A colleague of mine came back from a business trip filled with tough meetings. He was deflated and discouraged. When I asked why he was feeling so demoralized, he said, “I know that things can’t always be perfect and that there will never be a lack of problems to deal with. It’s part of the game. But, most of the time, when we deal with problems here, we look for solutions, we don’t point fingers, and we certainly don’t scream at people or throw things. So, spending a week with people who are often upset and scream at each other really gets to me.”

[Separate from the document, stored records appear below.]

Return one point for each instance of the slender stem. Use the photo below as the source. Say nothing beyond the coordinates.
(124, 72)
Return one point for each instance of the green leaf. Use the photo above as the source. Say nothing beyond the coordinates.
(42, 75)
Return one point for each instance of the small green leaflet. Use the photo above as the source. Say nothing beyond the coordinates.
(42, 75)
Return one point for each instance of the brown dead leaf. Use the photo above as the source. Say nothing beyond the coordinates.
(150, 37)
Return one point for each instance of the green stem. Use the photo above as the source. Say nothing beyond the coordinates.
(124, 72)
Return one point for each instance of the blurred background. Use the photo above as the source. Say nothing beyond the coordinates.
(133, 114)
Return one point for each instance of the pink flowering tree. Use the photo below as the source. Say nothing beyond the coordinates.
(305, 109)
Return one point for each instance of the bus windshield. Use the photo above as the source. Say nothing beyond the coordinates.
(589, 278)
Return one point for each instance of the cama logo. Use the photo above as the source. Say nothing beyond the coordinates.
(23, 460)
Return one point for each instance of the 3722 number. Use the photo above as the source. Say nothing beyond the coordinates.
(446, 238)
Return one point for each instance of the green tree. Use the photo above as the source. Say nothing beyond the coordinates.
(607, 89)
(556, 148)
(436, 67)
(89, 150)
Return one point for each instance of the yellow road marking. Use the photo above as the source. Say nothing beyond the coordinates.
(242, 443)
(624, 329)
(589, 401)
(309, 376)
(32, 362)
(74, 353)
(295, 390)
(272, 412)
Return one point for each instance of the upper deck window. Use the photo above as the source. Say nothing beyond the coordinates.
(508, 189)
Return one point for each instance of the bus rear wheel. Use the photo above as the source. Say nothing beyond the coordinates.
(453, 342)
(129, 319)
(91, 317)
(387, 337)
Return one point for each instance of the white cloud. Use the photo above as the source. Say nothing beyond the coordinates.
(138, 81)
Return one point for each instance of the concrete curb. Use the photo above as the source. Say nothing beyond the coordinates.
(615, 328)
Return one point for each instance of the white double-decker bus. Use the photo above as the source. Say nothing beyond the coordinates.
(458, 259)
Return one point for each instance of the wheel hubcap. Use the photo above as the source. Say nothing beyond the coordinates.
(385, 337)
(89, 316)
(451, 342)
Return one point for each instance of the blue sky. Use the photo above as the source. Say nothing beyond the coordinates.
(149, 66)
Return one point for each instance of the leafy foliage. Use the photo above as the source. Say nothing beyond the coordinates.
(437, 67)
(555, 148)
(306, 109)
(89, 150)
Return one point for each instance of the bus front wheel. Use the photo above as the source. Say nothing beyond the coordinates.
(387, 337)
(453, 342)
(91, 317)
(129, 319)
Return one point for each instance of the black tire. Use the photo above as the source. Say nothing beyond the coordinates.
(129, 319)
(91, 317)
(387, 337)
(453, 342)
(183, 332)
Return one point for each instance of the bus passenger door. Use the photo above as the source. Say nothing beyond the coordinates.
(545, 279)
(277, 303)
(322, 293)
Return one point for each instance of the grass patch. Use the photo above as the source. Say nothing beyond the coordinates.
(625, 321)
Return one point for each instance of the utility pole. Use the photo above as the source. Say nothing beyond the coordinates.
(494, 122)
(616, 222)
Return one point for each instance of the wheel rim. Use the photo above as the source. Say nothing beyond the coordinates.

This conversation reminded me of advice I received from my Dad when I was 14 years-old. We took a trip to New York City. I was walking with my dad somewhere in the heart of this bustling city. I kept on falling behind him and he continuously had to stop and wait for me. At some point, he looked me in the eyes and instructed me: “Listen, you have to adjust the way you walk here. This is not Montreal. If you always get out of people’s way, if you always slow down to let them pass, if you’re afraid that they’re going to run you over, they will! You have to keep your head up, pick up your pace, and run into them once in a while”. He called it the “New York attitude”.
To this day, when I go for walks in NYC, one of my favourite cities in the world, I walk with my NY attitude. I’m friendly and respectful, but I’m not going to be run off the sidewalk. Once in a while, I’ll bump into people and depending on their reaction I will either say: “Oops, sorry”, or “Hey! Watch where you’re going!”.
I’m a big champion of being yourself and not taking on different personalities based on one’s audience. If you have a “Canadian” personality, you will prefer to get along, be polite, say thank you, and most of the time, that will deliver the best results. But once in a while, there is absolutely nothing wrong with a little attitude adjustment and saying: “Hey! Watch where you’re going!”. It all depends what sidewalk you’re walking on.
2 thoughts on “Just like walking on a New York City sidewalk”
Great post Christian. I love the message and lesson from your Dad. You might like the article the Authenticity Paradox in HBR. It covers a similar point from a different angry.
Thank you Shakeel! I will definitely look at the HBR article.